9Décrite par Malinowski dans Les Argonautes du Pacifique occidental en 1922, cette démonstration de la largesse du chef a donné lieu à d’importants commentaires de la part Pierre Bourdieu sur l’efficacité pratique de ce qui est avant tout, et très profondément, un rituel de la domination sociale et politique : la libéralité du chef s’inscrit dans un « enchantement du don » comme système de circulation des biens et des richesses, système au terme duquel celui qui donne — le chef — convertit en capital symbolique ce qu’il perd momentanément en capital économique ; en distribuant largement, celui qui donne manifeste sa valeur et accroît son prestige auprès de ceux qui reçoivent et qui reconnaissent du même coup son autorité, à laquelle ils se plient plus volontiers. Le don, c’est une domination douce — une forme de ce que Bourdieu appelle la « violence symbolique » — une violence sans violence, qui s’exerce dans un cadre institutionnel, selon des règles tacites mais nécessaires et en vertu d’un discours de légitimation, mais une violence quand même en cela qu’elle conforte l’autorité des uns et la soumission des autres7.

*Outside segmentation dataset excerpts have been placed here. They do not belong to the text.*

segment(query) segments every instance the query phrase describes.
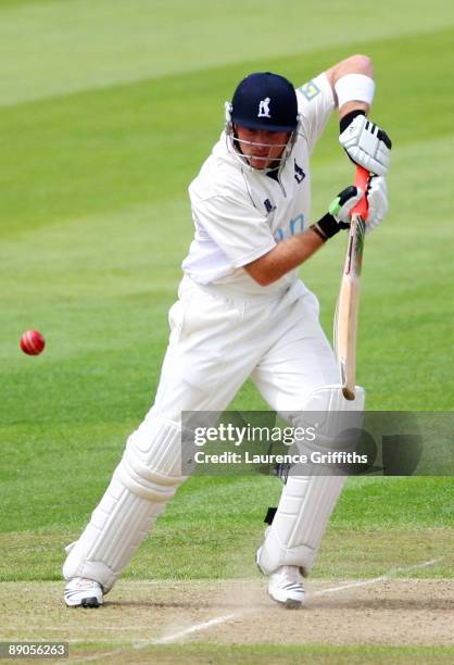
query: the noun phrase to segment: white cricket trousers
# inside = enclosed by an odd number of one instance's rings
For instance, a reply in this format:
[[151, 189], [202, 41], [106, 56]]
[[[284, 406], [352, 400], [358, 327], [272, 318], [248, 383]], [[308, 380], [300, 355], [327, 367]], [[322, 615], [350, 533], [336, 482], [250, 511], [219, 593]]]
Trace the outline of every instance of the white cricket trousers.
[[274, 411], [298, 411], [339, 382], [315, 296], [297, 281], [283, 294], [248, 296], [185, 277], [169, 311], [171, 339], [150, 415], [222, 411], [251, 377]]
[[[154, 404], [86, 529], [66, 548], [64, 577], [97, 580], [104, 592], [184, 480], [182, 411], [224, 411], [250, 376], [274, 411], [301, 411], [314, 391], [339, 384], [317, 300], [301, 281], [283, 293], [243, 296], [185, 277], [169, 324]], [[289, 478], [257, 559], [263, 572], [311, 569], [342, 484]]]

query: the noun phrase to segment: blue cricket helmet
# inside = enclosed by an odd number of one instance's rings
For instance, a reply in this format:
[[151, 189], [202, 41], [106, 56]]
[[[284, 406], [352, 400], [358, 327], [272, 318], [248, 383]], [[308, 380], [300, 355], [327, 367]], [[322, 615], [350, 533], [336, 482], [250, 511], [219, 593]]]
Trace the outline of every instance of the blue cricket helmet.
[[236, 125], [250, 129], [294, 131], [299, 120], [294, 88], [279, 74], [250, 74], [235, 90], [230, 117]]

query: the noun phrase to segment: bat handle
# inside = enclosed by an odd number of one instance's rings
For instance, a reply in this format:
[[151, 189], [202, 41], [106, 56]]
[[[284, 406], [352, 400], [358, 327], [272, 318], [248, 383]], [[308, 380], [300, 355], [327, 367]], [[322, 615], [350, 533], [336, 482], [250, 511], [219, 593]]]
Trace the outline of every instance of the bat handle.
[[363, 219], [366, 219], [367, 211], [368, 211], [366, 191], [367, 191], [367, 184], [369, 181], [369, 176], [370, 174], [366, 168], [363, 168], [363, 166], [356, 166], [355, 187], [358, 187], [360, 189], [362, 189], [364, 192], [364, 196], [356, 203], [356, 205], [352, 209], [351, 215], [361, 215]]

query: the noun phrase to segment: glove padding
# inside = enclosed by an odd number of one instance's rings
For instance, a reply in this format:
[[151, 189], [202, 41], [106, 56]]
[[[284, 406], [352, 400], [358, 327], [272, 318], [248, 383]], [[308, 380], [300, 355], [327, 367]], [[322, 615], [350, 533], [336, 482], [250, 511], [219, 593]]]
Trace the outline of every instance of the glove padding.
[[379, 176], [387, 174], [391, 160], [391, 139], [365, 115], [356, 115], [352, 120], [339, 136], [339, 142], [355, 164]]
[[367, 187], [369, 212], [366, 219], [366, 234], [375, 229], [388, 213], [388, 187], [382, 176], [371, 176]]

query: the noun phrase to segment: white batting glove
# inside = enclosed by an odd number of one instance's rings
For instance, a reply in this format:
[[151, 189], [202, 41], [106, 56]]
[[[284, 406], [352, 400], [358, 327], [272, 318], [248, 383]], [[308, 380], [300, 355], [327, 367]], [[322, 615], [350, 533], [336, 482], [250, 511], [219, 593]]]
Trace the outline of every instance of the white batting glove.
[[355, 164], [379, 176], [387, 174], [391, 159], [391, 140], [365, 115], [356, 115], [339, 136], [339, 142]]
[[371, 176], [367, 187], [369, 211], [366, 219], [366, 234], [378, 226], [388, 212], [388, 187], [383, 176]]

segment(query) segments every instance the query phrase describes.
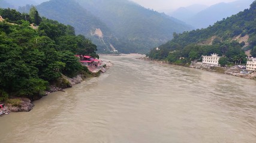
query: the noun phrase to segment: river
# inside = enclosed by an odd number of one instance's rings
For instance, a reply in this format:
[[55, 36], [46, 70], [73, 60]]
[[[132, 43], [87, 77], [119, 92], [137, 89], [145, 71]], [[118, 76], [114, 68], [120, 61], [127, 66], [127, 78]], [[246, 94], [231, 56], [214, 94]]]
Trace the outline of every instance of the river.
[[255, 80], [140, 56], [1, 117], [0, 142], [256, 142]]

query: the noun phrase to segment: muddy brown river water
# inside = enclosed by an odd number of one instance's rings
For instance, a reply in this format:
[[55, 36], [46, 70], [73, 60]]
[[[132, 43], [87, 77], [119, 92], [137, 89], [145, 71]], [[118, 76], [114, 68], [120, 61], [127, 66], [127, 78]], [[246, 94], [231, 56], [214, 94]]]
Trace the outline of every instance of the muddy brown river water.
[[0, 142], [256, 142], [256, 81], [140, 56], [1, 117]]

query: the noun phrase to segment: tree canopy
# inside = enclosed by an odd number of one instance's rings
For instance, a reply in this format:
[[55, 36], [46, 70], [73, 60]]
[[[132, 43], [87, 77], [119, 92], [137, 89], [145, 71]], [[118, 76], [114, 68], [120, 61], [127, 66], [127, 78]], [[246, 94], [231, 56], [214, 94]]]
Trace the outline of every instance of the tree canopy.
[[0, 9], [6, 20], [0, 22], [0, 101], [10, 95], [32, 98], [61, 74], [72, 77], [83, 72], [76, 54], [98, 58], [97, 46], [76, 36], [74, 27], [41, 18], [37, 11]]
[[[225, 56], [228, 61], [234, 64], [245, 63], [245, 51], [252, 49], [252, 55], [256, 55], [256, 2], [249, 9], [217, 21], [206, 29], [197, 29], [183, 33], [173, 33], [174, 38], [156, 48], [147, 55], [153, 59], [166, 60], [174, 64], [186, 64], [194, 60], [200, 60], [201, 55], [217, 53]], [[248, 45], [237, 38], [245, 36], [249, 38]]]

10Dans ce qui est devenu un véritable maquis bibliographique, la voix de Bourdieu sur le don est désormais peu audible — elle semble même être devenue inexistante. Alain Caillé n’estime désormais plus avoir à évoquer ne serait‑ce que le nom de celui qu’il avait si violemment attaqué naguère8 et Marcel Hénaff, dans le dialogue serré qu’il établit dans son dernier ouvrage avec quelques philosophes reconnus du don, semble complètement méconnaître que Bourdieu — qui n’est pas un philosophe certes, mais quand même — a produit un nombre non négligeable de pages à ce sujet9. Cette réduction de Bourdieu au silence ne manque pas de nous étonner, nous qui avons trouvé en lui une pensée du don qui permet de surmonter — et nous n’en connaissons pas d’autres exemples — l’aporie maussienne du don comme forme de domination et de compétition d’un côté et, de l’autre côté, ou en même temps, comme pratique fondatrice d’un lien social dont le modèle est l’amitié, l’Essai sur le don de Marcel Mauss constituant toujours et encore le socle sur lequel se fonde toute la réflexion théorique à ce sujet. Il faut dire que l’idée selon laquelle la relation élective instaurée par le don participe au bon usage ou au bon fonctionnement d’une domination politique et sociale d’autant plus efficace qu’elle est douce dans ses formes est assez difficilement recevable pour une pensée occidentale informée par le christianisme et pour laquelle le don est le produit de la générosité ou de la charité — un geste d’amitié, d’amour, de compassion ou de solidarité, une façon de créer ou de perpétuer du lien, une ouverture à l’autre et une reconnaissance de l’autre. Il faut dire aussi que l’opérativité de la déconstruction faite par Bourdieu de la pratique du don n’apparaît qu’à condition de la resituer au sein de sa théorie générale de l’action sociale, laquelle a suscité autant de rejet que d’enthousiasme, et d’admettre du même coup la pertinence de la terminologie forgée par ce dernier, et notamment le concept d’habitus.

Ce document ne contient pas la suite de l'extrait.